A will is used to transfer property that is owned by the deceased. A will can only designate property distribution as it applies to the deceased, and it cannot dictate any other property ownership changes.
When a trust is created, property is transferred into the trust from anyone who decides to transfer it. Once a property is transferred into the trust, the trust as a legal entity owns that property can can transfer it to whomever it wants. A trust cannot say that it transfers all of the property of the deceased trustee to someone else because it is not a will. A trust can only transfer that property which it owns.
A will has to pass through probate before it is approved and acted upon. If the court finds anything wrong with the will, then the deceased's final wishes may not be honored.
A trust does not have to go through a probate process, which means that a trust does not have to take on the extra fees of a probate court and is a much faster solution. If you are looking for a way to get your assets transferred to loved ones without paying for a probate court and waiting months for everything to be finalized, then you need a trust.

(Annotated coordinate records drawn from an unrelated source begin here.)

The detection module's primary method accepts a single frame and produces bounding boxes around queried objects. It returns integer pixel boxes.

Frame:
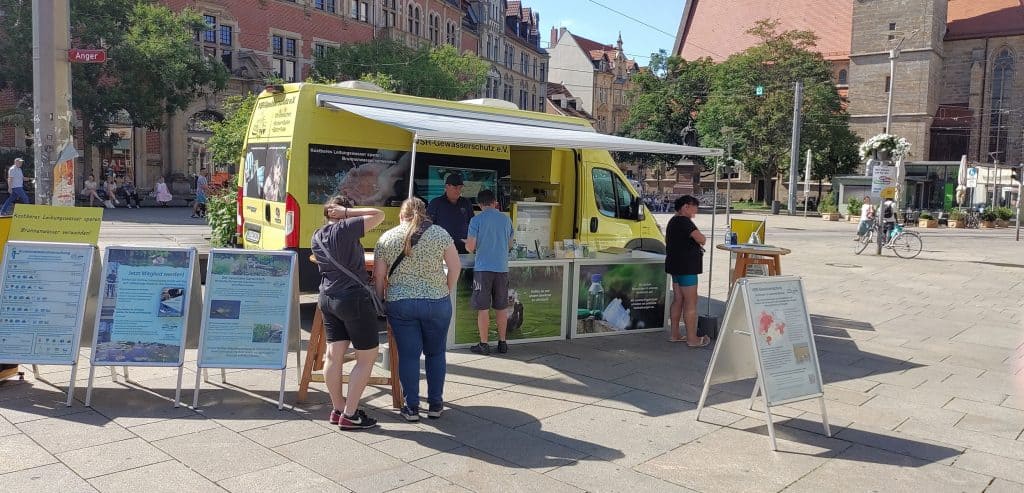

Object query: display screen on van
[308,143,412,206]
[244,142,289,202]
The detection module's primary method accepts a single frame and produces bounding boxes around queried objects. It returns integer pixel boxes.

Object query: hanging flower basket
[860,133,910,161]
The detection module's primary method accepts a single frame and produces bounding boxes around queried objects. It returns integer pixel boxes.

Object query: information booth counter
[449,251,669,348]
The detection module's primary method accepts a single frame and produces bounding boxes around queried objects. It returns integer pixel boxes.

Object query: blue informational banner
[0,241,94,365]
[199,249,296,370]
[92,247,196,366]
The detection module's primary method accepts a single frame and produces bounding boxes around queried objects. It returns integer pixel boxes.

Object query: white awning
[317,95,722,156]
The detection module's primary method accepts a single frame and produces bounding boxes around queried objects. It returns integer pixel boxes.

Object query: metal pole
[32,0,71,205]
[786,80,804,215]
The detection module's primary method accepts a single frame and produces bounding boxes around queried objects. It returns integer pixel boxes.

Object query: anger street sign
[68,48,106,64]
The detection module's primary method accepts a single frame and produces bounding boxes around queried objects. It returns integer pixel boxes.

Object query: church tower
[849,0,947,160]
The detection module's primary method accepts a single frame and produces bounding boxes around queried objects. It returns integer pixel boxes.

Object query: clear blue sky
[522,0,684,67]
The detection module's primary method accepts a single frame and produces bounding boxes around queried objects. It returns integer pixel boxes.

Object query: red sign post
[68,48,106,64]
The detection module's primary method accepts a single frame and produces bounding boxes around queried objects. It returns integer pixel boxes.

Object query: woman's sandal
[686,335,711,347]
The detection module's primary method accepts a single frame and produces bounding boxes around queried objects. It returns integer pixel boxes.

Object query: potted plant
[859,133,910,161]
[992,207,1014,228]
[947,209,967,229]
[918,212,939,228]
[981,209,996,229]
[818,192,839,220]
[846,197,864,222]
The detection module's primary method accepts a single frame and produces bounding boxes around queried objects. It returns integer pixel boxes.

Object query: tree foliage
[206,93,256,164]
[0,0,228,143]
[312,39,489,99]
[622,50,715,167]
[697,19,857,199]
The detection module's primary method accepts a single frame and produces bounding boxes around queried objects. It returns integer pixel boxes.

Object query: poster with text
[573,259,668,335]
[455,263,568,344]
[0,242,93,365]
[745,279,821,405]
[199,249,295,369]
[92,247,196,366]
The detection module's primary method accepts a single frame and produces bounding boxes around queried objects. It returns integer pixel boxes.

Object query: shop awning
[317,94,722,156]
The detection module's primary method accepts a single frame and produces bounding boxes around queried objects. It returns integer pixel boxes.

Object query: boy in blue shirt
[466,190,512,355]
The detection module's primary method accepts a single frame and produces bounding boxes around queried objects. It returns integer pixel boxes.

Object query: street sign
[68,48,106,64]
[967,168,978,189]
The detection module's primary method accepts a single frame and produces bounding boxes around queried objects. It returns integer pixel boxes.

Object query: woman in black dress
[665,195,711,347]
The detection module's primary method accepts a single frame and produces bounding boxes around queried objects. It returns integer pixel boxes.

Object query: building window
[313,0,335,13]
[988,48,1014,162]
[427,12,441,46]
[203,15,217,43]
[270,35,298,82]
[444,20,459,46]
[383,0,399,28]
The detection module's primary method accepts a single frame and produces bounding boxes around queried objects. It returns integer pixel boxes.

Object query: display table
[715,244,792,293]
[449,254,572,347]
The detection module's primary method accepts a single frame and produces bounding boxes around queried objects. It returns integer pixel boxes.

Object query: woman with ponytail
[374,198,462,421]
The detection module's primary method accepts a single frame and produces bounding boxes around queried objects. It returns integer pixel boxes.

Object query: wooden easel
[295,255,404,409]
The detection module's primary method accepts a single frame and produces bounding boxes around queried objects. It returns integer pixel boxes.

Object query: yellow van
[238,82,721,290]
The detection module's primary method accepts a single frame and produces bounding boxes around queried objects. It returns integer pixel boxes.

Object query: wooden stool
[296,305,403,409]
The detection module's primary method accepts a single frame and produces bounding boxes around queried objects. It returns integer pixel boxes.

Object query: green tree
[312,39,489,99]
[616,49,715,188]
[697,19,856,201]
[206,93,256,164]
[0,0,228,145]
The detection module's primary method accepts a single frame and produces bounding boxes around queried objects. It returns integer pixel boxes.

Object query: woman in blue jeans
[374,198,462,421]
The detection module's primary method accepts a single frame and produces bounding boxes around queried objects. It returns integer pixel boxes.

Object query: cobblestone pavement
[0,208,1024,493]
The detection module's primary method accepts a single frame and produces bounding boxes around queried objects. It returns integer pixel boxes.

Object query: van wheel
[626,238,665,255]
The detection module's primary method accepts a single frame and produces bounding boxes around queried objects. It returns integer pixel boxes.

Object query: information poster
[572,262,668,336]
[0,242,93,365]
[92,247,196,366]
[199,249,295,369]
[455,262,568,344]
[746,279,821,405]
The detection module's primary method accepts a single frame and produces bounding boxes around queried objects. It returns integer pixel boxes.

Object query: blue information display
[0,242,94,365]
[92,247,196,366]
[199,249,296,369]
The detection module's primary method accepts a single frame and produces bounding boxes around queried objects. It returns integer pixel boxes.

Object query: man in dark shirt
[427,173,473,253]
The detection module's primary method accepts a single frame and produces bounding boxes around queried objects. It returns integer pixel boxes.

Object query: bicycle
[853,224,924,258]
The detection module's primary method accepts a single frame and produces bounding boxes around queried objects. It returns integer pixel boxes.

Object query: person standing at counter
[466,190,512,355]
[665,195,711,347]
[374,198,462,421]
[311,195,384,429]
[427,173,473,253]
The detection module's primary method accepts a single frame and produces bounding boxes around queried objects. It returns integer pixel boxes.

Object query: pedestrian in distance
[82,174,103,207]
[855,195,874,241]
[193,168,210,217]
[121,178,141,209]
[103,174,121,209]
[466,190,513,355]
[311,195,384,429]
[427,173,473,253]
[665,195,711,347]
[152,176,174,207]
[0,158,29,215]
[374,198,462,421]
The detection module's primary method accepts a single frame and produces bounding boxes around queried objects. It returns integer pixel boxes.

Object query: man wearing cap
[427,173,473,253]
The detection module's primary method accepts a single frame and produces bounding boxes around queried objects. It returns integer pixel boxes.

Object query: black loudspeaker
[697,317,718,339]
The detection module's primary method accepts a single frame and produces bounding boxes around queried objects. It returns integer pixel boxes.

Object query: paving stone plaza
[0,208,1024,493]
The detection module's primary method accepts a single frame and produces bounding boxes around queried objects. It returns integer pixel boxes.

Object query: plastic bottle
[587,274,604,312]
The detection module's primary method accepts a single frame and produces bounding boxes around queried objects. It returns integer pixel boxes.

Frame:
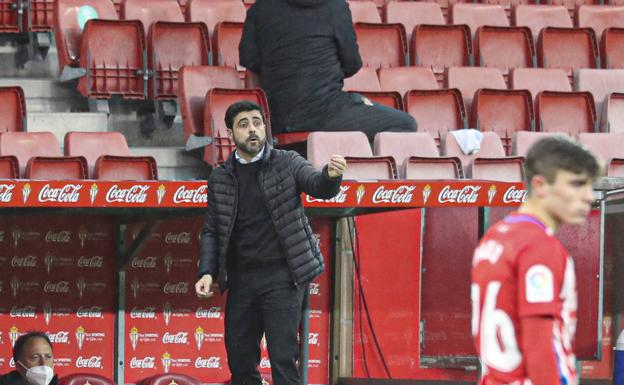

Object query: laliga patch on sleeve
[525,265,555,303]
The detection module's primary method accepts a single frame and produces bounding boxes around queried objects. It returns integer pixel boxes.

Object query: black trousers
[225,262,305,385]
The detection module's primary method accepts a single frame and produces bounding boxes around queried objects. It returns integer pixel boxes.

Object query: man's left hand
[327,155,347,178]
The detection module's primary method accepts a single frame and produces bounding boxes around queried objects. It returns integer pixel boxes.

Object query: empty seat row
[0,132,158,180]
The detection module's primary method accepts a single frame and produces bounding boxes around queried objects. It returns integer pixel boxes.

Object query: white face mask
[18,361,54,385]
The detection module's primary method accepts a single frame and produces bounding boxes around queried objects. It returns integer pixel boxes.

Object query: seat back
[535,91,598,138]
[355,23,407,69]
[0,87,26,132]
[147,21,210,99]
[178,65,243,139]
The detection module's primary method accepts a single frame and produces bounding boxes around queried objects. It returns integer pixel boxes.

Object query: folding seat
[442,132,524,182]
[445,67,507,116]
[451,3,509,36]
[347,0,381,23]
[404,88,468,143]
[535,91,598,138]
[513,4,573,41]
[378,67,438,96]
[147,21,210,99]
[355,23,407,69]
[307,131,396,180]
[537,27,600,76]
[0,87,26,132]
[600,27,624,69]
[601,92,624,133]
[511,131,569,156]
[470,88,535,154]
[509,68,572,98]
[203,88,272,166]
[384,1,446,41]
[186,0,247,36]
[212,21,245,71]
[474,26,535,74]
[579,133,624,177]
[410,25,472,83]
[577,5,624,36]
[178,66,243,139]
[374,132,462,179]
[574,69,624,111]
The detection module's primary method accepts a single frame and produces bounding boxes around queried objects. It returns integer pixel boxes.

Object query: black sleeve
[238,4,261,74]
[288,151,342,199]
[333,1,362,78]
[198,182,219,281]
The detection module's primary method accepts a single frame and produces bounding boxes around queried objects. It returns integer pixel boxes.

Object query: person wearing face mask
[0,332,58,385]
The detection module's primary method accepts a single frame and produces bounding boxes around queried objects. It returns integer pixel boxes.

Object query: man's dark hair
[524,135,601,190]
[13,331,52,365]
[225,100,264,130]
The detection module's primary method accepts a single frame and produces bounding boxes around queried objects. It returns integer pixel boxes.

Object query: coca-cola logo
[9,306,37,318]
[39,184,82,203]
[162,332,188,345]
[76,356,102,369]
[165,232,191,245]
[132,257,156,269]
[173,185,208,203]
[11,255,37,267]
[130,306,156,319]
[163,282,189,294]
[503,186,526,203]
[45,230,71,243]
[0,184,15,203]
[106,185,150,203]
[195,306,221,319]
[438,185,481,203]
[130,357,156,369]
[76,306,102,318]
[306,186,351,203]
[373,186,416,203]
[43,281,69,294]
[76,255,104,269]
[47,331,69,344]
[195,356,221,369]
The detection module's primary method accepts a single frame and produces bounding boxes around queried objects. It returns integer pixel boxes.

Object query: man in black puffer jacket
[195,101,346,385]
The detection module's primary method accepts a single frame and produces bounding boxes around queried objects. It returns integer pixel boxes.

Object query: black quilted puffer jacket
[199,148,342,292]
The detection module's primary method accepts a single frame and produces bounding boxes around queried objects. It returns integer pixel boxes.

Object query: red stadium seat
[374,132,462,179]
[93,155,158,180]
[0,131,61,175]
[600,27,624,69]
[470,88,534,154]
[355,23,407,69]
[0,87,26,132]
[186,0,247,36]
[25,156,89,180]
[410,25,472,83]
[577,5,624,36]
[537,27,600,76]
[78,19,147,99]
[178,66,243,139]
[203,88,272,166]
[451,3,509,36]
[509,68,572,98]
[535,91,598,138]
[347,0,381,23]
[405,88,468,143]
[121,0,184,36]
[474,26,535,74]
[513,4,573,41]
[378,67,438,96]
[147,21,210,99]
[307,131,397,180]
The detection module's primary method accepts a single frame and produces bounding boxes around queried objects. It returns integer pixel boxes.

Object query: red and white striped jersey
[471,213,578,385]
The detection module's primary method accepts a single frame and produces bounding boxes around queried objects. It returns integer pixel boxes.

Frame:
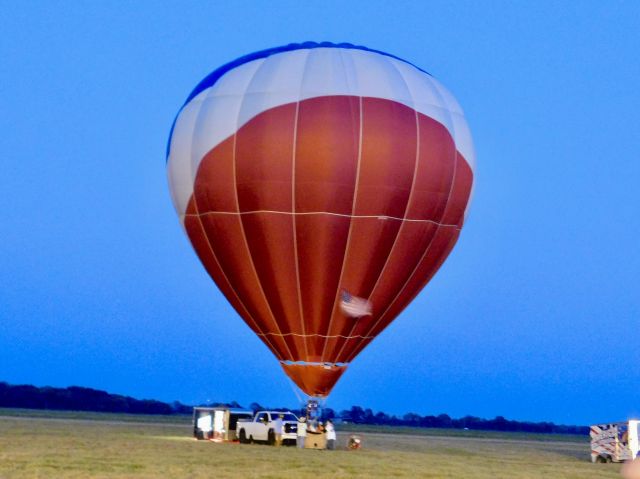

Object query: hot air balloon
[167,42,474,397]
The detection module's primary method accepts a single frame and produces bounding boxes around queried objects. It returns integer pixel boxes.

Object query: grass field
[0,410,620,479]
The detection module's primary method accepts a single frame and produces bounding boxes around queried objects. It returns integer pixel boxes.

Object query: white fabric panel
[191,94,243,174]
[167,48,475,217]
[167,101,201,221]
[205,58,266,98]
[300,48,357,98]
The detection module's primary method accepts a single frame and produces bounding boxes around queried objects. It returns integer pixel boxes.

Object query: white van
[590,420,640,462]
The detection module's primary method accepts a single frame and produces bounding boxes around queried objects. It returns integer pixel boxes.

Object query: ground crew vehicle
[589,420,640,462]
[193,407,253,441]
[236,411,298,445]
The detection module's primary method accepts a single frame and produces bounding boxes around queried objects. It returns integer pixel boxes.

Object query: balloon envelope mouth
[280,361,347,397]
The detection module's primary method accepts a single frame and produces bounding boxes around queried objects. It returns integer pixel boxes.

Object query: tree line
[0,382,589,435]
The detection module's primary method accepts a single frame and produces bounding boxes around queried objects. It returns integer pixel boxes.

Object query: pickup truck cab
[236,411,298,444]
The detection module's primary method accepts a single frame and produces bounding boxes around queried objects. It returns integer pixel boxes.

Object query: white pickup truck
[236,411,298,445]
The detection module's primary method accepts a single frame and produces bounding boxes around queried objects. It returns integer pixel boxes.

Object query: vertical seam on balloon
[185,92,278,354]
[347,169,457,361]
[291,51,311,359]
[333,61,420,361]
[232,58,293,359]
[320,92,364,359]
[348,81,458,360]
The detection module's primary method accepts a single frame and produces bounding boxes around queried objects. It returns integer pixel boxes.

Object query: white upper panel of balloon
[167,48,475,218]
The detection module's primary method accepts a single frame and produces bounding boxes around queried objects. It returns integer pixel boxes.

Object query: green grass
[0,410,620,479]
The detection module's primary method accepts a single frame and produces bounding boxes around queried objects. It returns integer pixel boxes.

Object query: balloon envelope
[167,43,474,396]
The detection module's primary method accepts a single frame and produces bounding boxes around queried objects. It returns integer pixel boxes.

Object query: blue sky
[0,1,640,424]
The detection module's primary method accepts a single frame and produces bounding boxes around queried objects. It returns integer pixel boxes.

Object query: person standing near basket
[296,416,307,449]
[324,419,336,451]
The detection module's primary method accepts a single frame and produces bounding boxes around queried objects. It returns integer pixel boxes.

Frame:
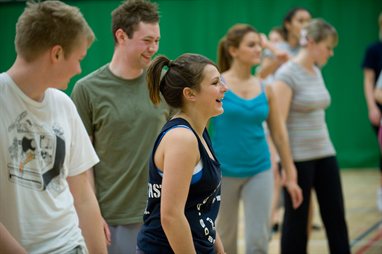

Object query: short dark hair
[111,0,159,42]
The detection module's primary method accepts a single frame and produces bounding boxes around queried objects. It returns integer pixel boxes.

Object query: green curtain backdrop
[0,0,382,168]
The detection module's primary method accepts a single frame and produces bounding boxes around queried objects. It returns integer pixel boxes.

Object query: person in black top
[137,54,227,254]
[362,12,382,212]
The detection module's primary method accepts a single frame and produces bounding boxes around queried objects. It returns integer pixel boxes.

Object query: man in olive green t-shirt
[72,0,169,254]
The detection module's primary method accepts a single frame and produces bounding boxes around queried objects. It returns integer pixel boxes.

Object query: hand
[260,33,269,48]
[275,50,289,64]
[369,106,381,126]
[285,180,303,209]
[102,218,111,245]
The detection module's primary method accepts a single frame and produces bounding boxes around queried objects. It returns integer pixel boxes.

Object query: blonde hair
[15,0,95,61]
[300,18,338,46]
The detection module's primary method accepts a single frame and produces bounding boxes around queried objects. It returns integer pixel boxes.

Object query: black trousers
[281,156,350,254]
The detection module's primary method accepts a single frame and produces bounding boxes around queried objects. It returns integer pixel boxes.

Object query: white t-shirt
[0,73,99,253]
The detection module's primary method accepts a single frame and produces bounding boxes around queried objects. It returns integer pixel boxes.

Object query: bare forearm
[272,130,296,181]
[215,232,225,254]
[161,215,196,254]
[68,172,107,254]
[76,190,107,253]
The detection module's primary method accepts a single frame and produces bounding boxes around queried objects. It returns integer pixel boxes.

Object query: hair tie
[300,28,308,46]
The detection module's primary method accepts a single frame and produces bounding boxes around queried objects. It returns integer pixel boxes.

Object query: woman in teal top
[211,24,302,254]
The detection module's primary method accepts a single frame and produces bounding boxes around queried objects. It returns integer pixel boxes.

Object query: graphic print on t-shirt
[8,111,65,195]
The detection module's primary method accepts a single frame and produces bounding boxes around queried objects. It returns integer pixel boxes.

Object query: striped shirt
[275,61,336,161]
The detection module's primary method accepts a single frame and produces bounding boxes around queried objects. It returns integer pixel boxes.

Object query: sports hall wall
[0,0,382,169]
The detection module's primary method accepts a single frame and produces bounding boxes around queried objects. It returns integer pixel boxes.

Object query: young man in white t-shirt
[0,1,106,253]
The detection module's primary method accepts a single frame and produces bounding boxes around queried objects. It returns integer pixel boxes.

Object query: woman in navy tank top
[137,54,227,254]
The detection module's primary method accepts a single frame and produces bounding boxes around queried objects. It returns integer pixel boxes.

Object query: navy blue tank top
[137,118,221,254]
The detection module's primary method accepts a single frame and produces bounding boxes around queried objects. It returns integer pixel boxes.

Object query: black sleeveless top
[137,118,221,254]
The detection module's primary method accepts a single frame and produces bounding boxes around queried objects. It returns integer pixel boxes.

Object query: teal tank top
[211,85,271,177]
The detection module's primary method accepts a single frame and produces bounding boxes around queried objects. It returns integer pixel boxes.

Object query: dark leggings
[371,125,382,173]
[281,156,350,254]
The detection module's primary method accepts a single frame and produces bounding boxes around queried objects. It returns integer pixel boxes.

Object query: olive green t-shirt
[71,64,170,225]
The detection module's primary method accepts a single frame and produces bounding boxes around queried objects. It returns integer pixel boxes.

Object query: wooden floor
[239,169,382,254]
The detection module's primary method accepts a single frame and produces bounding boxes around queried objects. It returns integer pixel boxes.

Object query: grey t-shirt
[275,61,335,161]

A trust and a will are both powerful tools in the estate planning world, but they are very different. With a trust, you are creating an entity that can take on any property and distribute property as it sees fit. With a will, you are creating a set of instructions for a probate court for transferring ownership of your property after you have passed away. Only your attorney can give you the right answers when it comes to deciding between a trust and a will.
A trust is a legal arrangement that distributes assets to heirs after the trust owner has passed on. The primary reason people use trusts is to try and avoid the hassles and costs that come with going through probate.
Before you decide to utilize a trust, there are some basic facts that you need to understand. While a trust can be a good method for accelerating the process in getting your heirs their inheritance, there are some elements of a trust that you should understand before you get involved in one.
A trust is a great way to handle the distribution of your wealth after you have passed on, but it is limited in the other types of arrangements you may need to make. If you have a child with special needs, then you will need a will to outline what is to be done with that child when you pass on.
A will is the best way to make sure that your final wishes are honored, beyond taking care of the financial needs of your estate. While a trust can be more efficient than a will in some estate planning areas, a will is still an important tool to use.
When a will is filed or read in probate, the terms of that will are often made public. With a trust, the information regarding the inner-workings of the trust are usually kept private. One of the exceptions is if someone challenges the trust and the trust must be revealed to the court. But if you want to decrease the chances that your final financial arrangements will be kept private, then you may want to consider a trust.
A trust allows you to compound the protection offered by the FDIC on your bank accounts. Under normal circumstances, you are offered $250,000 in protection on a bank account in the event that the bank may fail. But for the people who have more than that in the bank, the chances of losing most of their money before they pass away remain real.
With a trust, your first five beneficiaries are each given the $250,000 bank account protection for a total of $1.25 million in federal insurance. The protection for six or more beneficiaries varies depending on the situation, so it is a good idea to have your attorney talk to the FDIC to see what would happen to your six or more beneficiaries.
In most cases, anything with a beneficiary on it such as a life insurance policy or a retirement account will get paid to the beneficiary without needing to go through probate. This means that you do not need to include these types of beneficiary arrangements in your trust.
When you decide to get involved in estate planning, it is important to hire the services of an experienced professional. There are several tools that can be used to get you the results you want when planning your estate, but only an expert knows how to use those tools to your advantage. Spend some time with your lawyer and understand how a trust could be a better way to get your money through probate and to the people who need it after you have passed on.